Ultimately, data communicators should be attuned to the realities of the variation in their data, no matter the type of visualization. Many data visualizations can show variation in our data more precisely than simple aggregates like means, medians, and specific percentiles. Consider this animated gif from Justin Matejka and George Fitzmaurice, which shows seven datasets changing over time. The three graph types all show the same datasets, but the box plot, which shows five specific percentile points, doesn’t change. The raw data and the violin plots more clearly show the data.

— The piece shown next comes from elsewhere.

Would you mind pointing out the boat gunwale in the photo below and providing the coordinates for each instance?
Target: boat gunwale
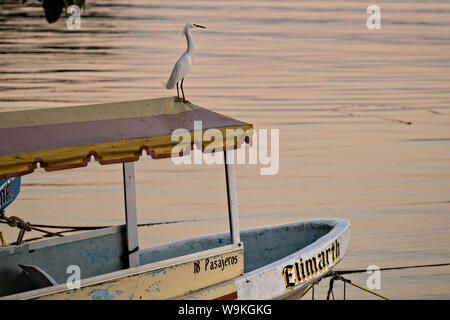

Other graph types like strip plots or beeswarm charts show more of our data than specific points in the distribution. Of course, these options don’t work for every sample size: showing 200 individual data points is going to be much different than showing 200,000 individual data points. For more options, I have an ongoing collection of data visualizations in my data visualization catalog.
5. How can data communicators lead inclusivity efforts for visualizations?
In many organizations, the data visualization team is a gatekeeper to publishing the final product. Whether it’s to finalize some code or to ensure final visualizations are meeting style guide standards, the data visualization team often has the last look. As such, it’s important for us to keep an eye toward inclusivity and equity in how we represent people and communities, which can help our colleagues take the same approach throughout the data collection, analysis, and communication process.
Ultimately, ensuring inclusivity in data visualization is a constant and ongoing effort, as is our work on the Do No Harm Guide. Questions like these from active data practitioners and communicators continue to inform this work as it grows. Hopefully, these answers can help you to apply these lessons to your own data visualizations as we strive for inclusivity.